# The Halloween Logo



## Dolly (Jan 30, 2007)

A great holiday logo :goodjob:


----------



## LarryFlowers (Sep 22, 2006)

Another outstanding job no doubt by the uber talented Mr. Stuart Sweet


----------



## Henry (Nov 15, 2007)

Oh wow, Stuart ... you've outdone youself ... it's the best you've done!!!


----------



## barryb (Aug 27, 2007)

Agreed... very good job on this one. 

I need a "skin" like that for my dish Stuart. I know what you do for a living... perhaps a business adventure is in your near future.


----------



## smiddy (Apr 5, 2006)

barryb said:


> Agreed... very good job on this one.
> 
> I need a "skin" like that for my dish Stuart. I know what you do for a living... perhaps a business adventure is in your near future.


I think somewhere a while ago we nudged him about this very thing. I think you are right, he could make some kewl skins and sell them. Excellent Logo!


----------



## Mike Bertelson (Jan 24, 2007)

Pretty dang cool. 

Now all we need is an evil laugh when the we open DBSTalk. :lol:

Mike


----------



## barryb (Aug 27, 2007)

We need to send Stuart over to the Shark Tank.

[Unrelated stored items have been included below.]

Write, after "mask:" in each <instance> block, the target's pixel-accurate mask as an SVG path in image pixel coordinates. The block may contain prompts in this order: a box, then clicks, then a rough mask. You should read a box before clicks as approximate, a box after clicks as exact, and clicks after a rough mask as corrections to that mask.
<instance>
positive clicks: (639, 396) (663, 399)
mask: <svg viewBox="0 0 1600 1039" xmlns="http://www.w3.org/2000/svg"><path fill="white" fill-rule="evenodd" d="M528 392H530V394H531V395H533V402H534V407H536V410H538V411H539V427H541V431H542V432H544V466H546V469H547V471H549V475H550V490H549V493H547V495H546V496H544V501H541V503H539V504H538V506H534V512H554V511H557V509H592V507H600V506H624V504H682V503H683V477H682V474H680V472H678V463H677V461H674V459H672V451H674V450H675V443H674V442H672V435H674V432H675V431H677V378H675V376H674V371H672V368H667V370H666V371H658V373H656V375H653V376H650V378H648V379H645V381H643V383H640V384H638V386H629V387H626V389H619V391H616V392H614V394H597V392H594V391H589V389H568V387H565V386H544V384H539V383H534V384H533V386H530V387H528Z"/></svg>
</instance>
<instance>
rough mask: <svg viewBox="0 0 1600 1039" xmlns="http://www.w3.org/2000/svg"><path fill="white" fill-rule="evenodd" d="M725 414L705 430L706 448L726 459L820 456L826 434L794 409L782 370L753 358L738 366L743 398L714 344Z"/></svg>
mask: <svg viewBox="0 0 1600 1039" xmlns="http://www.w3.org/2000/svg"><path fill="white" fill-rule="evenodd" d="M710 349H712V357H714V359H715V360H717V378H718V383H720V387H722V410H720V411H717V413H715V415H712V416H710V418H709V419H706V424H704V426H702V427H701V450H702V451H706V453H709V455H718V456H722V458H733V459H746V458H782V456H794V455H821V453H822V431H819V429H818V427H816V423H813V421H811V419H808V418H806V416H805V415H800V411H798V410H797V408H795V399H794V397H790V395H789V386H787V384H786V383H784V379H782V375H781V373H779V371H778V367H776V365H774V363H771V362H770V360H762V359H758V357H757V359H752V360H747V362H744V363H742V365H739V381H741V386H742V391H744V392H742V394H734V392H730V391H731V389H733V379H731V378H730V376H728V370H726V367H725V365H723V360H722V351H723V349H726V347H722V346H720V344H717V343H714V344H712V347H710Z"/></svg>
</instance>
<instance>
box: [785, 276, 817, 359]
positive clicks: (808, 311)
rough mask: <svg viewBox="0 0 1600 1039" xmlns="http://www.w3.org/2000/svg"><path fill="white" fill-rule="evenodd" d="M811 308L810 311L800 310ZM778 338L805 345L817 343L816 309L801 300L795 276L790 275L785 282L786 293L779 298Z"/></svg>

http://abc.go.com/shows/shark-tank/


----------



## roadrunner1782 (Sep 28, 2008)

Great job as usual Mr. Sweet.


----------



## jodyguercio (Aug 16, 2007)

Very nice as always Mr Sweet.


----------



## hdtvfan0001 (Jul 28, 2004)

Stuart....you obviously work hard to top yourself on these!

Nice work.

Of course for me....using a simple Kit Kat bar would have sufficed.....:lol:


----------



## kevinturcotte (Dec 19, 2006)

I REALLY like it! I want a black dish lol Why can't they make the plastic on the LNBs black? lol


----------